Disney’s philosophy was to create universal timeless family. It built a brand ‘Disney’ which defined a way of life for families, and not just the kids or teenagers. Disney’s corporate culture emphasized creativity and managed synergies of its extremely diverse businesses. All their businesses were interrelated and complemented each other. For example, Disneyland provided a platform to advertise all of Disney’s products, services and the brand Disney.
It helped grow every other business, eventually creating value for the shareholders. Apart from diversification, Disney also controlled the environment to prevent situation of supplier having all the power, which turned out to be a competitive advantage unique to Disney.

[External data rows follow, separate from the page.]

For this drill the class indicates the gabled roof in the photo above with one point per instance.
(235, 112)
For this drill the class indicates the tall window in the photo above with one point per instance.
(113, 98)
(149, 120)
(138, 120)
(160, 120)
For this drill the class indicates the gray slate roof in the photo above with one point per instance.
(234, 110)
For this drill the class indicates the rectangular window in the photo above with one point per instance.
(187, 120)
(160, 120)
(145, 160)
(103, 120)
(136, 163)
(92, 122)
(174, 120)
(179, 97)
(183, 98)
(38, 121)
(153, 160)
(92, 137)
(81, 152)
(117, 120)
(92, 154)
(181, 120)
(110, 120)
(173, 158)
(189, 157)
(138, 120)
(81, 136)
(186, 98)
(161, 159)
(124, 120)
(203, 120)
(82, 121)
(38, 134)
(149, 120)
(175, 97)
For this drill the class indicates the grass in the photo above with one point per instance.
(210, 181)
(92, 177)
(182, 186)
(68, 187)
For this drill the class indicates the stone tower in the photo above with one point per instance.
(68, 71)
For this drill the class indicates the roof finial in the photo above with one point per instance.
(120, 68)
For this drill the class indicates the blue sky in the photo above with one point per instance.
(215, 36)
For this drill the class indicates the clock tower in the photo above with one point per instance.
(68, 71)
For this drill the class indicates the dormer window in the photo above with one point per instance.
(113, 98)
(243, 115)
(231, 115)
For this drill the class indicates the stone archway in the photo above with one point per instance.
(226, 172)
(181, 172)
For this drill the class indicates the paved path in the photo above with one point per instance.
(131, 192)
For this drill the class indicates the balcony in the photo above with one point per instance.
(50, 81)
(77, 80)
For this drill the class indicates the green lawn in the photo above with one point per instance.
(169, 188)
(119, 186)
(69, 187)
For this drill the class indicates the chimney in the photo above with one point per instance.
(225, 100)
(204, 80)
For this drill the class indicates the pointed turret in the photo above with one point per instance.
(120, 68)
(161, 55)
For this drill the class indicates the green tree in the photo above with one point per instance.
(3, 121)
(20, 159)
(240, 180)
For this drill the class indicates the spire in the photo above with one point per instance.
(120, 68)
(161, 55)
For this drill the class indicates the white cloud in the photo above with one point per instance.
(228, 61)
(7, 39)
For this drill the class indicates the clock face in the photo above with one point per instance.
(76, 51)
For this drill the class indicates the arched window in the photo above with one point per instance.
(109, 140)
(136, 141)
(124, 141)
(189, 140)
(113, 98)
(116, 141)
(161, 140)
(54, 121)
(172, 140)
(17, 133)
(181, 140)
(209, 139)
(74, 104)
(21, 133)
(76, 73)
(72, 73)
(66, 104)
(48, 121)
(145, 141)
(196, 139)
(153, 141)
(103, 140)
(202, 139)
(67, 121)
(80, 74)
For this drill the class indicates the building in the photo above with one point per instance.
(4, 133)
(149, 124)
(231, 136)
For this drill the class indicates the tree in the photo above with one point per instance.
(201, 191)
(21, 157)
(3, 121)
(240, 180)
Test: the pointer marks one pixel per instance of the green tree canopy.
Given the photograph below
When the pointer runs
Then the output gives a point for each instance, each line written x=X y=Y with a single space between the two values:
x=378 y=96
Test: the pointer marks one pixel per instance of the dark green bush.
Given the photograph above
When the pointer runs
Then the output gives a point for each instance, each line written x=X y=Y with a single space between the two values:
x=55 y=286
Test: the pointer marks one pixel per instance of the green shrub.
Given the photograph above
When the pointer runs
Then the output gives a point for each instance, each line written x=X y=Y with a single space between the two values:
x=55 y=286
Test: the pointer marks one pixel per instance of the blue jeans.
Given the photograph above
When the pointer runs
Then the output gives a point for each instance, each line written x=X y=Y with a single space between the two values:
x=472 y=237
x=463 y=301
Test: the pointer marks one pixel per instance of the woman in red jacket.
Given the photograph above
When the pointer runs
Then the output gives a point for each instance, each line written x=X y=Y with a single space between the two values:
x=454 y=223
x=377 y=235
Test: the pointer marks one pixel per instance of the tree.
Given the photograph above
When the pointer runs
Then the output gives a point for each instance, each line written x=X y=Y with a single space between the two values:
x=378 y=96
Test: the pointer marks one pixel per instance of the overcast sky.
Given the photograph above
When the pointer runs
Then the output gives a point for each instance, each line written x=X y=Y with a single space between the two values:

Eisner rejuvenated Disney, when he took over in 1984, with tactical recruitment, controlled expenses and maximizing profits through the following activities: (1)launched Disney Channel and increased its demand by halting show productions for other networks.
Disney invested in digitising the animation process, enabling it to produce animated films every 12-18 months instead of every 4-5 years. (2)maximized theme park profitability by focussing on attendance-building strategies. He capitalized the value of the brand Disney by hiking prices. (3)pioneered the retail stores, generating sales twice the average in the industry. In the recent years, Disney’s certain efforts did not follow Porter’s essential test.
For example, the over-paid acquisition of ABC – the television network did not provide the attractiveness and competitive advantage. Disney couldn’t possible produce all shows for the ABC network, meaning, it would eventually lose control over a lot of their businesses. The merging of 2 big enterprises diverted the focus on solving synergy issues rather than focusing on brand, growth, profitability and creativity.